21.4.2012
PT
Jornal Oficial da União Europeia
C 118/31
Recurso interposto em 21 de fevereiro de 2012 — Lilleborg AS/IHMI — Hardford (Pierre Robert)
(Processo T-85/12)
2012/C 118/52
Língua em que o recurso foi interposto: Inglês
Partes
Recorrente: Lilleborg AS (Oslo, Noruega) (representantes: E. Ullberg e M. Plogell, advogados)
Recorrido: Instituto de Harmonização do Mercado Interno (marcas, desenhos e modelos)
Outra parte no processo na Câmara de Recurso: Hardford AB (Limhamn, Suécia)
Pedidos
A recorrente conclui pedindo que o Tribunal Geral se digne:
—
Anular a decisão da Primeira Câmara de Recurso do Instituto de Harmonização do Mercado Interno (marcas, desenhos e modelos), de 7 de dezembro de 2011, no processo R 2462/2010-1, e consequentemente ordenar que o IHMI avalie as provas produzidas pela recorrente quanto à existência, validade e alcance da marca anterior;
—
ou, subsidiariamente, reformar a decisão da Primeira Câmara de Recurso e recusar o registo da marca comunitária n.o 8541849 «Pierre Robert»; e
—
condenar a recorrida no pagamento das despesas do processo, incluindo as despesas efetuadas nos procedimentos perante a Divisão de Oposição e a Primeira Câmara de Recurso do IHMI.
Fundamentos e principais argumentos
Requerente da marca comunitária: a outra parte no processo na Câmara de Recurso.

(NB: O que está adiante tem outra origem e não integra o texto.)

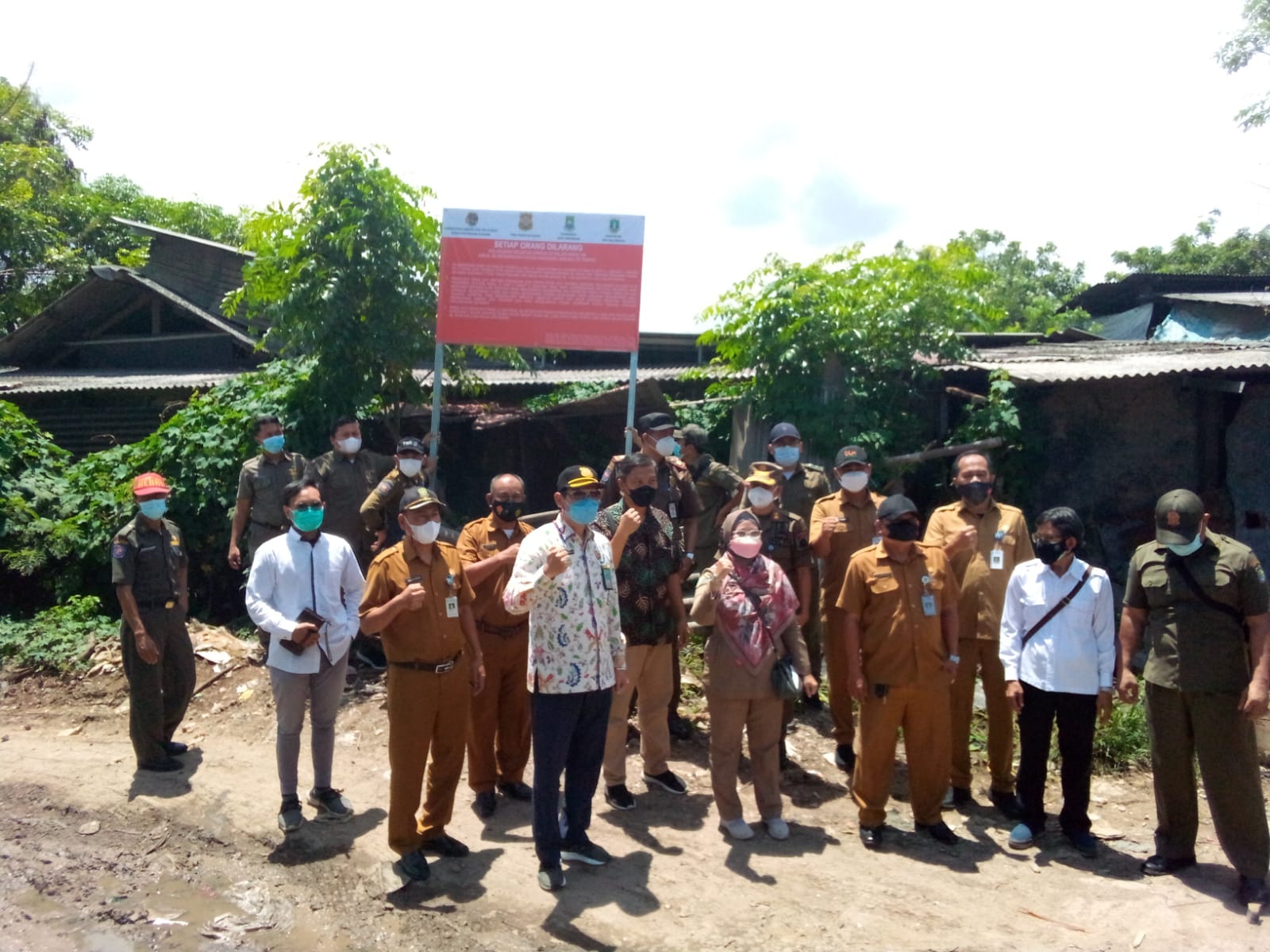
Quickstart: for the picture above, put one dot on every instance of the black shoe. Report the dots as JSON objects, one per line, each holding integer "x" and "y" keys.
{"x": 619, "y": 797}
{"x": 444, "y": 844}
{"x": 413, "y": 866}
{"x": 164, "y": 765}
{"x": 845, "y": 757}
{"x": 516, "y": 791}
{"x": 1164, "y": 866}
{"x": 679, "y": 729}
{"x": 1253, "y": 889}
{"x": 552, "y": 877}
{"x": 939, "y": 831}
{"x": 1007, "y": 804}
{"x": 667, "y": 781}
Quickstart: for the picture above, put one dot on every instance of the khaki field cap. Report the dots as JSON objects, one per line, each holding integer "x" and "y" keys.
{"x": 1178, "y": 517}
{"x": 417, "y": 498}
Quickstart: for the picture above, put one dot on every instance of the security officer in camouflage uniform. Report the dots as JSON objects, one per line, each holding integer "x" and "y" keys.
{"x": 344, "y": 476}
{"x": 149, "y": 568}
{"x": 1202, "y": 602}
{"x": 413, "y": 469}
{"x": 719, "y": 489}
{"x": 260, "y": 497}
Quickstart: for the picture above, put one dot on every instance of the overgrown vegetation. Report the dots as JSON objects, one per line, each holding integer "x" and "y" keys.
{"x": 57, "y": 639}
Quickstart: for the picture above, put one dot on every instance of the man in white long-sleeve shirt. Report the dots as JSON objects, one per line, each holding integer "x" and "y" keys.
{"x": 1058, "y": 651}
{"x": 296, "y": 574}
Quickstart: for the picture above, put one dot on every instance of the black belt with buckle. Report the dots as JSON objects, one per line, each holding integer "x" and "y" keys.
{"x": 438, "y": 666}
{"x": 506, "y": 631}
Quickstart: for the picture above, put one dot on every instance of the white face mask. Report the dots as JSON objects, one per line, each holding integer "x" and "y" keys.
{"x": 427, "y": 533}
{"x": 760, "y": 497}
{"x": 854, "y": 482}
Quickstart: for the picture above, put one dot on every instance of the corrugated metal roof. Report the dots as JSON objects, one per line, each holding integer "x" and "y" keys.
{"x": 79, "y": 381}
{"x": 1115, "y": 359}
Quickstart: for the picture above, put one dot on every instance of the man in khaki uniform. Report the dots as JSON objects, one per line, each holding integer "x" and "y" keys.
{"x": 1200, "y": 601}
{"x": 901, "y": 601}
{"x": 984, "y": 539}
{"x": 344, "y": 476}
{"x": 498, "y": 733}
{"x": 149, "y": 568}
{"x": 258, "y": 509}
{"x": 419, "y": 598}
{"x": 413, "y": 469}
{"x": 841, "y": 526}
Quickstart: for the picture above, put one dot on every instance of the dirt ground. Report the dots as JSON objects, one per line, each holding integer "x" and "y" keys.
{"x": 97, "y": 857}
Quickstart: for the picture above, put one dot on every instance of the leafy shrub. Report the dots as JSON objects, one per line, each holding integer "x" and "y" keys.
{"x": 57, "y": 638}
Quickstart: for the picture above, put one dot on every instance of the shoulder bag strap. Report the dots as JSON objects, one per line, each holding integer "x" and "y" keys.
{"x": 1066, "y": 601}
{"x": 1175, "y": 562}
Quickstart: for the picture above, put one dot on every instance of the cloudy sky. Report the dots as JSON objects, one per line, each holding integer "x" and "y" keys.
{"x": 737, "y": 130}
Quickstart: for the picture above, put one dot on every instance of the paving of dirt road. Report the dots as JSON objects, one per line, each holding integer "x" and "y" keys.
{"x": 95, "y": 857}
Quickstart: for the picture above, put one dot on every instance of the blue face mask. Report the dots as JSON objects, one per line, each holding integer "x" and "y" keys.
{"x": 584, "y": 511}
{"x": 306, "y": 520}
{"x": 1191, "y": 547}
{"x": 152, "y": 508}
{"x": 787, "y": 456}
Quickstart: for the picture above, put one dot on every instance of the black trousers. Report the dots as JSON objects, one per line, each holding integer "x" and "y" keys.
{"x": 568, "y": 736}
{"x": 1076, "y": 716}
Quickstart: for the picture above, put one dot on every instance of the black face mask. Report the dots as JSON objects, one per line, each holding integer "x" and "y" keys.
{"x": 643, "y": 495}
{"x": 507, "y": 512}
{"x": 973, "y": 493}
{"x": 903, "y": 531}
{"x": 1049, "y": 552}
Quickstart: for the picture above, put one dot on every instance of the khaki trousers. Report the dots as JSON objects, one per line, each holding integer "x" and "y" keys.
{"x": 922, "y": 711}
{"x": 649, "y": 670}
{"x": 498, "y": 733}
{"x": 761, "y": 720}
{"x": 427, "y": 719}
{"x": 982, "y": 655}
{"x": 835, "y": 647}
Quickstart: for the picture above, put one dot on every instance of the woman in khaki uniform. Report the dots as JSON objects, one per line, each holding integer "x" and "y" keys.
{"x": 749, "y": 602}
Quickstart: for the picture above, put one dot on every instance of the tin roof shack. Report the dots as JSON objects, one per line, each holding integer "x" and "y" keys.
{"x": 103, "y": 362}
{"x": 1110, "y": 425}
{"x": 1176, "y": 308}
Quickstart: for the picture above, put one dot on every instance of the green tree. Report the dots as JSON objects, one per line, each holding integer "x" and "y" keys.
{"x": 1028, "y": 289}
{"x": 1250, "y": 42}
{"x": 1242, "y": 253}
{"x": 844, "y": 344}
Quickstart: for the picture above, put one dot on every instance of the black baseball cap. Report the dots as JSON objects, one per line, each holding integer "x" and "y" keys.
{"x": 577, "y": 478}
{"x": 895, "y": 507}
{"x": 1178, "y": 517}
{"x": 419, "y": 497}
{"x": 654, "y": 422}
{"x": 850, "y": 455}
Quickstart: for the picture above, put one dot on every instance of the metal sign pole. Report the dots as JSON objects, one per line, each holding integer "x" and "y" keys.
{"x": 630, "y": 403}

Marca comunitária em causa: a marca nominativa «Pierre Robert», para produtos e serviços das classes 3, 5 e 44 — Pedido de marca comunitária n.o 8541849.

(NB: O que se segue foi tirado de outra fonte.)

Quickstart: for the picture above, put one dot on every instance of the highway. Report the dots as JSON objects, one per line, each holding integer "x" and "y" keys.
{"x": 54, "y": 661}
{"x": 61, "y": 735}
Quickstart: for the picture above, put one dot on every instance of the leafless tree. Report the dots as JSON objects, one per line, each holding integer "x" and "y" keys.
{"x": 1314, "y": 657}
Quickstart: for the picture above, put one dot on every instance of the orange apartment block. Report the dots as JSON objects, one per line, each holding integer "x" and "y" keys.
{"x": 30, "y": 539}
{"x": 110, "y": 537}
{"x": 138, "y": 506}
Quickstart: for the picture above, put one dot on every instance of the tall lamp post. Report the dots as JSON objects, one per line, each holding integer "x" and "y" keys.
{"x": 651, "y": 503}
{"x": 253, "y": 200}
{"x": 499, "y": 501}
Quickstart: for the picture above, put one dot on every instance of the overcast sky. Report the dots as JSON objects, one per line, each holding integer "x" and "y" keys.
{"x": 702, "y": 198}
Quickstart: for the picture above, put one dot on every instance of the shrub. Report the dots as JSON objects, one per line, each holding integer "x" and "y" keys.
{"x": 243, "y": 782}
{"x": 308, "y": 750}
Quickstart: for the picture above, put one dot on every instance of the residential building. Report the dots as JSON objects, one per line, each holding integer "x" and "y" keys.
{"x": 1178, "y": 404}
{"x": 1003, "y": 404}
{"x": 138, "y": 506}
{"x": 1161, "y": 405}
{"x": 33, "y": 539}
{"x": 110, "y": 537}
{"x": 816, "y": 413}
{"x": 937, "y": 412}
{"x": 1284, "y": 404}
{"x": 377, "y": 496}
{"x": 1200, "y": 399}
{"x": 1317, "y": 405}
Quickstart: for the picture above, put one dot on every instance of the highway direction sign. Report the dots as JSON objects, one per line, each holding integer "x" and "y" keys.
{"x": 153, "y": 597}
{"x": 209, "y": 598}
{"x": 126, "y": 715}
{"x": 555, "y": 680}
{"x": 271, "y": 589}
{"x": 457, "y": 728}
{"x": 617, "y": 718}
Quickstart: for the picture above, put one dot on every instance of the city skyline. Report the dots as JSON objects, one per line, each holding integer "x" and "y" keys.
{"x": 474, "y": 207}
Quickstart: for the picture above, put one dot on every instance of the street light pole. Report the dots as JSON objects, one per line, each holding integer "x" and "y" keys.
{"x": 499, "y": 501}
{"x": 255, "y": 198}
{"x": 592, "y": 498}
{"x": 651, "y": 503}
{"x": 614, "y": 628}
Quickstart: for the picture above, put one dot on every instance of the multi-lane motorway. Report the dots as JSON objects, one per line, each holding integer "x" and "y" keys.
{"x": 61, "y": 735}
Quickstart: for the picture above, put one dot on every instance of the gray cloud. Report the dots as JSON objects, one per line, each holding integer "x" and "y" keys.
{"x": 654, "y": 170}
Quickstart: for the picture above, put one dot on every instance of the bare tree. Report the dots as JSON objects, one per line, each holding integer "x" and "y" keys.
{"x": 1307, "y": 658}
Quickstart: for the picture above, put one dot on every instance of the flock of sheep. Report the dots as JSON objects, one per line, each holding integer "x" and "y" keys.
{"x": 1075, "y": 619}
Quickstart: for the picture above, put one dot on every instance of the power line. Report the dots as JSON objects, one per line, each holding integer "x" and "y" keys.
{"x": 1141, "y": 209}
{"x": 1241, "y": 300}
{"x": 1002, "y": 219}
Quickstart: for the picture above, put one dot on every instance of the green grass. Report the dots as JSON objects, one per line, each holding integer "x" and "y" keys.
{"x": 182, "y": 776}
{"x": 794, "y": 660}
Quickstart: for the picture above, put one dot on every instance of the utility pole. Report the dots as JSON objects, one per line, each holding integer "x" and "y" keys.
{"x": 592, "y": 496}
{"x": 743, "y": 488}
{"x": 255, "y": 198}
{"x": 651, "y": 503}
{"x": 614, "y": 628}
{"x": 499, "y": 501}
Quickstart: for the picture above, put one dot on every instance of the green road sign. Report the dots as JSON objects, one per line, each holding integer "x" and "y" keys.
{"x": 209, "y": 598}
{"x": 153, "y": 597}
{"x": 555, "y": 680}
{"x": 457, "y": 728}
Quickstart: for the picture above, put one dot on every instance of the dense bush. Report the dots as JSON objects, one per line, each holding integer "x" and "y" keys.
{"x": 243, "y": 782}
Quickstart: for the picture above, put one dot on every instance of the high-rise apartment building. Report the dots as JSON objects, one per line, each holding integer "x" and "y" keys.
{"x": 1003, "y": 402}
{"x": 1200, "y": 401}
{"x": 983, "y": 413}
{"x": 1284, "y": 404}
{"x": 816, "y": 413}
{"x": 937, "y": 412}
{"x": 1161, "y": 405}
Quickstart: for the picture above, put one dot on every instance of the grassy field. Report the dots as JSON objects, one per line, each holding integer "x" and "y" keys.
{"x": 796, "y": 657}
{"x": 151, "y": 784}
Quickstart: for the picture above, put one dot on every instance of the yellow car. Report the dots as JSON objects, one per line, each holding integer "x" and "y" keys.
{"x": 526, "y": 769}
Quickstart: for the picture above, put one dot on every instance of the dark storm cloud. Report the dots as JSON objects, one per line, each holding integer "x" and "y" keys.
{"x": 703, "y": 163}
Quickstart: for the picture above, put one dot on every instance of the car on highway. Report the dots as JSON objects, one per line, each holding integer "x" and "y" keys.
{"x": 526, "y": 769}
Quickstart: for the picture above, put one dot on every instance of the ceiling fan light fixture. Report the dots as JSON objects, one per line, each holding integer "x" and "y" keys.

Titular da marca ou do sinal invocado no processo de oposição: a recorrente
Marca ou sinal invocado no processo de oposição: marca figurativa sueca «Pierre Robert», registada com o n.o 164251, para produtos da classe 3.
Decisão da Divisão de Oposição: rejeição da oposição na sua totalidade.

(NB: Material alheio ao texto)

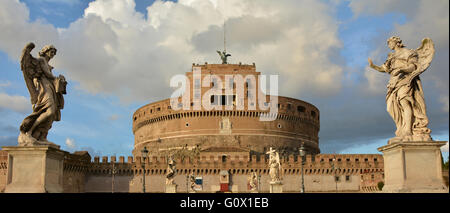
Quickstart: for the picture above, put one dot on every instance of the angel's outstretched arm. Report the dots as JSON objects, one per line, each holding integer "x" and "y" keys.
{"x": 46, "y": 70}
{"x": 377, "y": 68}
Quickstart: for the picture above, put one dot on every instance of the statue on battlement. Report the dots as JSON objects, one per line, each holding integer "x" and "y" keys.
{"x": 223, "y": 56}
{"x": 46, "y": 93}
{"x": 253, "y": 182}
{"x": 405, "y": 97}
{"x": 171, "y": 171}
{"x": 274, "y": 165}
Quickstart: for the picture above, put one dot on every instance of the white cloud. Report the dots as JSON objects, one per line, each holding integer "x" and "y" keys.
{"x": 113, "y": 117}
{"x": 69, "y": 2}
{"x": 15, "y": 103}
{"x": 113, "y": 49}
{"x": 70, "y": 143}
{"x": 5, "y": 84}
{"x": 444, "y": 148}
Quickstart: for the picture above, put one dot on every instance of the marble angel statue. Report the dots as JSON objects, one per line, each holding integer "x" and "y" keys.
{"x": 274, "y": 165}
{"x": 405, "y": 97}
{"x": 171, "y": 171}
{"x": 46, "y": 93}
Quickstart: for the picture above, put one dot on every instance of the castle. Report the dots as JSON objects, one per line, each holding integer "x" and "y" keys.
{"x": 220, "y": 147}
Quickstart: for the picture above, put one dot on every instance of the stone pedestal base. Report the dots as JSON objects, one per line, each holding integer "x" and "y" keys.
{"x": 276, "y": 187}
{"x": 413, "y": 167}
{"x": 171, "y": 188}
{"x": 34, "y": 169}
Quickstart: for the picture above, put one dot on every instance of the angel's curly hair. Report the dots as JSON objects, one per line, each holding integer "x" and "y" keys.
{"x": 396, "y": 40}
{"x": 46, "y": 48}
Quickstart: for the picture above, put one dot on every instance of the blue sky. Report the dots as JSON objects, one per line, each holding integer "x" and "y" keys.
{"x": 97, "y": 114}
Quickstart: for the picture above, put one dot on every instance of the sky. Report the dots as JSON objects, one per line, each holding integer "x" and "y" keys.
{"x": 119, "y": 55}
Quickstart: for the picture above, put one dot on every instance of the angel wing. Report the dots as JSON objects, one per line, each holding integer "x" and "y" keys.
{"x": 426, "y": 54}
{"x": 30, "y": 68}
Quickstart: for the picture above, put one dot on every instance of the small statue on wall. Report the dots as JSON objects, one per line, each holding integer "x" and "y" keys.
{"x": 171, "y": 171}
{"x": 253, "y": 182}
{"x": 274, "y": 165}
{"x": 405, "y": 97}
{"x": 46, "y": 93}
{"x": 223, "y": 55}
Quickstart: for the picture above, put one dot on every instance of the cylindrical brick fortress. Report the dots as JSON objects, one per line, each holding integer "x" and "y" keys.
{"x": 162, "y": 129}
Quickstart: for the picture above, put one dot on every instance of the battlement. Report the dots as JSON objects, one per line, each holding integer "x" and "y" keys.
{"x": 226, "y": 67}
{"x": 323, "y": 164}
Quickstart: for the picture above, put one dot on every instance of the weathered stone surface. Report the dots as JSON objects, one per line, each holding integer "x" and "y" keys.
{"x": 46, "y": 92}
{"x": 413, "y": 167}
{"x": 171, "y": 188}
{"x": 34, "y": 169}
{"x": 405, "y": 97}
{"x": 276, "y": 187}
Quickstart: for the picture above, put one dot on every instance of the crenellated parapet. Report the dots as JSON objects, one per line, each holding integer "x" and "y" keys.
{"x": 77, "y": 162}
{"x": 321, "y": 164}
{"x": 111, "y": 165}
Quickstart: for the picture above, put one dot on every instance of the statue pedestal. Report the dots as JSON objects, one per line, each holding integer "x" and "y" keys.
{"x": 34, "y": 169}
{"x": 276, "y": 187}
{"x": 414, "y": 166}
{"x": 171, "y": 188}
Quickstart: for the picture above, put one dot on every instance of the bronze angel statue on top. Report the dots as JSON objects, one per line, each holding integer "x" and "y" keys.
{"x": 405, "y": 98}
{"x": 46, "y": 94}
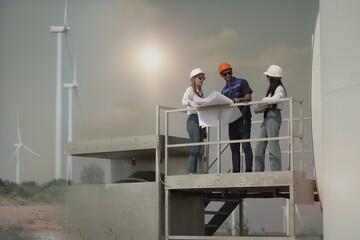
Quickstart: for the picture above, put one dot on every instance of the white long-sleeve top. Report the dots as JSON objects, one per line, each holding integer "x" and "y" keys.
{"x": 188, "y": 96}
{"x": 279, "y": 93}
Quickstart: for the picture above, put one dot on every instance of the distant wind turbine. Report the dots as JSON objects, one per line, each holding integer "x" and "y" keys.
{"x": 58, "y": 111}
{"x": 71, "y": 86}
{"x": 18, "y": 146}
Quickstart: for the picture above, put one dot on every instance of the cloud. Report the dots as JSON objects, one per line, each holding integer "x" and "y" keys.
{"x": 114, "y": 116}
{"x": 145, "y": 9}
{"x": 228, "y": 37}
{"x": 282, "y": 55}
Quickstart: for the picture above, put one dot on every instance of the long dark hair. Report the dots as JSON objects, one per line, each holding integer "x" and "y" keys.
{"x": 274, "y": 83}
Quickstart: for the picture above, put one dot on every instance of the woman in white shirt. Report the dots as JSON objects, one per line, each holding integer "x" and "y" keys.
{"x": 197, "y": 77}
{"x": 272, "y": 122}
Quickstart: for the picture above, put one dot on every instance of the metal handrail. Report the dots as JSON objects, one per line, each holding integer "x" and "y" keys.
{"x": 290, "y": 136}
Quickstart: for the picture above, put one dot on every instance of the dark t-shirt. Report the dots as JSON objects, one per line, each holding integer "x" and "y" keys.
{"x": 238, "y": 88}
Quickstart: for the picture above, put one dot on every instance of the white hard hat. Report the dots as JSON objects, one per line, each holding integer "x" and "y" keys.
{"x": 195, "y": 72}
{"x": 274, "y": 71}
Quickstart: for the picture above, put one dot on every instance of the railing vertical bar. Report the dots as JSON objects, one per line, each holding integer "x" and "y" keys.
{"x": 302, "y": 136}
{"x": 291, "y": 135}
{"x": 166, "y": 142}
{"x": 218, "y": 139}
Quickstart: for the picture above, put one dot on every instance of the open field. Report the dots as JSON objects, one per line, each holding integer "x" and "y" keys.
{"x": 31, "y": 217}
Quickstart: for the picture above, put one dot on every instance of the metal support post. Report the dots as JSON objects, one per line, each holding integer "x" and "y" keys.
{"x": 241, "y": 217}
{"x": 218, "y": 140}
{"x": 302, "y": 136}
{"x": 292, "y": 211}
{"x": 291, "y": 123}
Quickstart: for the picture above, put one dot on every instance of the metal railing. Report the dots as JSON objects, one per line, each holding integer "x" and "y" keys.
{"x": 291, "y": 134}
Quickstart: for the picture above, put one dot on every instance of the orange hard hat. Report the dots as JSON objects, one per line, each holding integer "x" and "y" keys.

Decisão da Câmara de Recurso: negação de provimento ao recurso.
Fundamentos invocados: Violação da regra 50, n.o 1 do Regulamento n.o 2868/95 da Comissão, e dos artigos 76.o, 8.o e 8.o, n.o 2, alínea c) do Regulamento n.o 207/2009 do Conselho, porquanto a Câmara de Recurso: (i) não exerceu os seu direito de examinar oficiosamente os factos e de tomar em consideração factos aparentemente suscetíveis de afetar o resultado da oposição; (ii) cometeu um erro de direito ao não considerar que «PIERRE ROBERT» é uma marca de prestígio; (iii) não teve em consideração os elementos de prova produzidos (Anexo 1), relacionados com a dedução da oposição; e (iv) não aceitou o certificado do Instituto dos registos e Patentes sueco emitido antes da decisão da Divisão de Oposição.